Why has Scotland produced so many of the best football managers in the world? Based on exclusive interviews with the men themselves, their players or close friends and family, authors Michael Grant and Rob Robertson reveal the huge contribution that Scottish managers like Sir Alex Ferguson, Sir Matt Busby, Bill Shankly, Jock Stein, Tommy Docherty, Jim McLean, Kenny Dalglish, George Graham, Walter Smith, Gordon Strachan, Alex McLeish and David Moyes, as well as a host of others, have made to the world game.
Never before has a book tackled the subject of Scotland’s extraordinary football managerial success, questioned why and how Scotland has produced so many of the very finest managers ever to be associated with the game and so exhaustively researched and interviewed so many key characters in search of the answer. And the result? The Management is one of the finest sports books to appear this decade.
Is that an exaggeration? Have a read and see if you can find any many better. The scope and breadth of the subject matter is vast, the skill with which it is relayed is exceptional, and the relentless fascination that it engenders has you turning page after page. It is a truly enthralling story, one that goes beyond football, beyond the confines of Scottish club and international management and delves into the very heart of Scottish life and society, into the very heart of the Scottish psyche. It is a story that seeks out answers from the depths of Lanarkshire mines and Clyde shipyards to the glamorous corridors of Old Trafford, Anfield, Highbury and Stamford Bridge.

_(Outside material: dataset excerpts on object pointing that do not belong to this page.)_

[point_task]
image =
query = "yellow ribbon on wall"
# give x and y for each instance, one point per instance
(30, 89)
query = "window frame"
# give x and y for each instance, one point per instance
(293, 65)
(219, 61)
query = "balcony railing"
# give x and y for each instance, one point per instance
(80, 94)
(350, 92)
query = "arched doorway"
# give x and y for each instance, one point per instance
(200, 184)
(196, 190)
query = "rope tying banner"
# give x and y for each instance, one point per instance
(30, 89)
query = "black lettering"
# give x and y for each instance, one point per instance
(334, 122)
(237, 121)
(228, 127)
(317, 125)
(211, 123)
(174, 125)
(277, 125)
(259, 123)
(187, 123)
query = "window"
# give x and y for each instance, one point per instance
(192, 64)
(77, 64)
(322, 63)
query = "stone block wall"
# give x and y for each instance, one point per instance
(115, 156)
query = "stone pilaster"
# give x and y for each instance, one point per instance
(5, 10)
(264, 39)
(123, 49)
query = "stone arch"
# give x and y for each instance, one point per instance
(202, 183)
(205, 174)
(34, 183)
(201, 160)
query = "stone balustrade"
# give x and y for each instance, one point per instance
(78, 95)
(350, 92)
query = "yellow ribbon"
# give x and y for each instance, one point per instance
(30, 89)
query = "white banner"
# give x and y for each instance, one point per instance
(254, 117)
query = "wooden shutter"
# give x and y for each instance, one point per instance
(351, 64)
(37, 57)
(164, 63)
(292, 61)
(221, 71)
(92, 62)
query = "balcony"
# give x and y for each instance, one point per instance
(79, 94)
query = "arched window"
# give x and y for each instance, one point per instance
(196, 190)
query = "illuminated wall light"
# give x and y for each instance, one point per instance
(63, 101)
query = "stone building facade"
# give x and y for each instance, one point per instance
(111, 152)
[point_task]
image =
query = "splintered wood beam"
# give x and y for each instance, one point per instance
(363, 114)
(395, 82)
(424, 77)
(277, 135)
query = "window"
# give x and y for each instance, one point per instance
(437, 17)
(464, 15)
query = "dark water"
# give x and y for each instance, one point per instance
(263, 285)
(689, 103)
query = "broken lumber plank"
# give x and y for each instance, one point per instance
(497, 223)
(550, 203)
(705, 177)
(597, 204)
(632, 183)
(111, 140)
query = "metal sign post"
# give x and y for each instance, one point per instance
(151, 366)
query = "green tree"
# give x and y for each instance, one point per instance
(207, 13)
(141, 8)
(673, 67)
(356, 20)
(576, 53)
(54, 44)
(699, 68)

With interviews ranging from the great men themselves, to the players who served under them, the men who assisted them, and to the family members who knew them best of all, no stone has been left unturned as Grant and Robertson seek to answer a question that has burned on a thousand lips since the halcyon days of Busby, Shanks and Stein, and which continues today as Sir Alex Ferguson’s wonderful achievements forge a path that a new generation of Scottish managers hope to emulate. It is a spellbinding read, one that is set to become a classic.
This is a really enjoyable book for those with an interest in how football operates behind the usual bluster of the newspapers. It has a nice historical view of the influence of Scotsmen as football developed around the world. There are lots of humorous anecdotes and a real feeling for the highs and lows of the characters involved.
Interviews with those who are still alive, and comments from those near to them, give the book substance. There is a fair attempt to explain the psychology of the managers or their resistance to such ideas. For football followers you can delight in recalling your memories around the key events in Scottish football lore.
There is a detailed list of who won what. The book takes us right up to the present day, although the fact that Craig Brown has taken on a new challenge at Aberdeen at the age of seventy shows there will be opportunities for an update, and I will certainly look forward to reading it.
Ferguson is the most successful but has there been a better Scottish manager?